Currently, AT&T Inc. has a Zacks Rank #3 (Hold).
JPMorgan Sued Over Debt Collection
For JPMorgan Chase & Co. (JPM), there seems to be no respite from legal problems. Recently, Calif.’s Attorney General (AG) sued the company for using unlawful means to collect credit card debts.
The lawsuit – filed in Los Angeles Superior Court – alleged that JPMorgan filed thousands of credit card debt collection cases every month between Jan 2008 and Apr 2011. These cases were filed using a flawed process that shortened procedures from the standard prescribed by Calif. law.

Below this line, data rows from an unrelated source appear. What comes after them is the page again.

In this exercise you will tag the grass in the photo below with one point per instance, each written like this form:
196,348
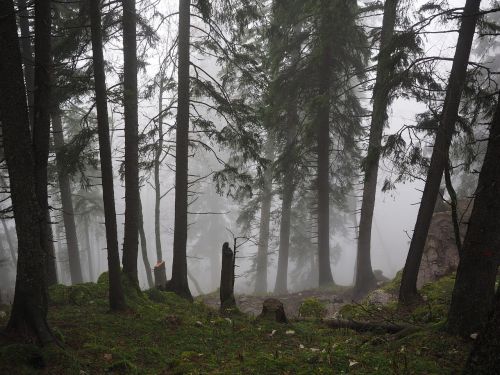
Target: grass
163,334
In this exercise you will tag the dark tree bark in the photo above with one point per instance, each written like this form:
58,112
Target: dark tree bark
408,290
131,230
323,154
41,126
159,272
474,291
144,248
9,242
265,215
179,282
158,154
29,311
75,267
365,280
89,249
27,55
287,198
227,300
484,358
116,298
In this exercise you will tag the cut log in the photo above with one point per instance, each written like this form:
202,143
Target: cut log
227,300
160,275
273,309
369,326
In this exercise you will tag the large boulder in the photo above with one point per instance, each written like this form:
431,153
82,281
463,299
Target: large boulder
440,256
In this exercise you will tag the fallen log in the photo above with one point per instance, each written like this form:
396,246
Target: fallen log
391,328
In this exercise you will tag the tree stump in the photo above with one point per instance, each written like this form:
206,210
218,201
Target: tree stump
160,275
273,309
227,300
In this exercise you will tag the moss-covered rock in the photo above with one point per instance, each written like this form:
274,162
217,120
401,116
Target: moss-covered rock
312,308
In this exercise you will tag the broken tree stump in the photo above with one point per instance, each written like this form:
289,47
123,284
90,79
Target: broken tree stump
160,275
227,300
273,309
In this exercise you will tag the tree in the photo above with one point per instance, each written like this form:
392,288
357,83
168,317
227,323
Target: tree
41,125
75,267
144,249
179,281
131,230
474,291
365,280
323,147
116,298
408,290
27,54
484,359
29,310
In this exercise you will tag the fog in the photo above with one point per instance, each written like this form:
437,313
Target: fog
213,217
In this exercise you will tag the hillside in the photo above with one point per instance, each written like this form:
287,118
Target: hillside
162,334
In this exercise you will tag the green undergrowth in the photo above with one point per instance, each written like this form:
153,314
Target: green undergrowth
163,334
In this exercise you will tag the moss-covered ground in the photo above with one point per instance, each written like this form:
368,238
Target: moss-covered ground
163,334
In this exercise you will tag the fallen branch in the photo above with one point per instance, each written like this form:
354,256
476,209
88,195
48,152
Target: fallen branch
369,326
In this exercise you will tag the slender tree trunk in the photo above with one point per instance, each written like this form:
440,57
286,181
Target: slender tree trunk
474,291
75,266
144,248
159,152
116,298
179,282
9,242
365,280
265,215
89,250
27,55
323,143
29,311
287,199
408,290
454,207
131,239
484,358
41,127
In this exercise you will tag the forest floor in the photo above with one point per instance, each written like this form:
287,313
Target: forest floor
163,334
333,298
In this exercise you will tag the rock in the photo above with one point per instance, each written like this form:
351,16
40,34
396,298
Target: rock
380,297
440,256
273,309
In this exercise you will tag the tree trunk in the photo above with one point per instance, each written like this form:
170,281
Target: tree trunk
474,291
227,300
265,215
116,298
131,229
408,290
75,266
41,126
144,248
365,280
89,250
160,272
288,191
9,242
29,311
323,143
158,154
179,282
27,55
484,358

The AG accused JPMorgan of cutting short every stage of the credit card debt collection procedure in order to save cost and speed up debt collections. Allegedly, the company sued borrowers with the help of inadequate evidences.
Moreover, JPMorgan failed to inform customers that they had been sued, while at the same time showing customers to have been served with court papers as per law. The AG claimed that JPMorgan had used the ‘robo-signing’ method to file cases, whereby the company executives signed case files without examining the appropriate documents or bank statements.
Additionally, JPMorgan allegedly failed to remove borrowers’ personal information from the public domain, thereby violating the state law and making customers vulnerable to identity theft. The company, without verifying, certified that the debt collection cases were not against any active military personnel. This put members of the military in a disadvantageous position for getting proper legal protection.
The AG is demanding a total ban on such unlawful practices, along with compensations for customers who were harmed due to these wrongful cases. The lawsuit stated that JPMorgan should be fined $2,500 for every violation of the state law and an extra $2,500 for each defiance involving senior citizens or disabled persons.
This is the first lawsuit filed in the debt collection process. The AG’s office is probing the issue on a larger scale and many other banks could face similar lawsuits.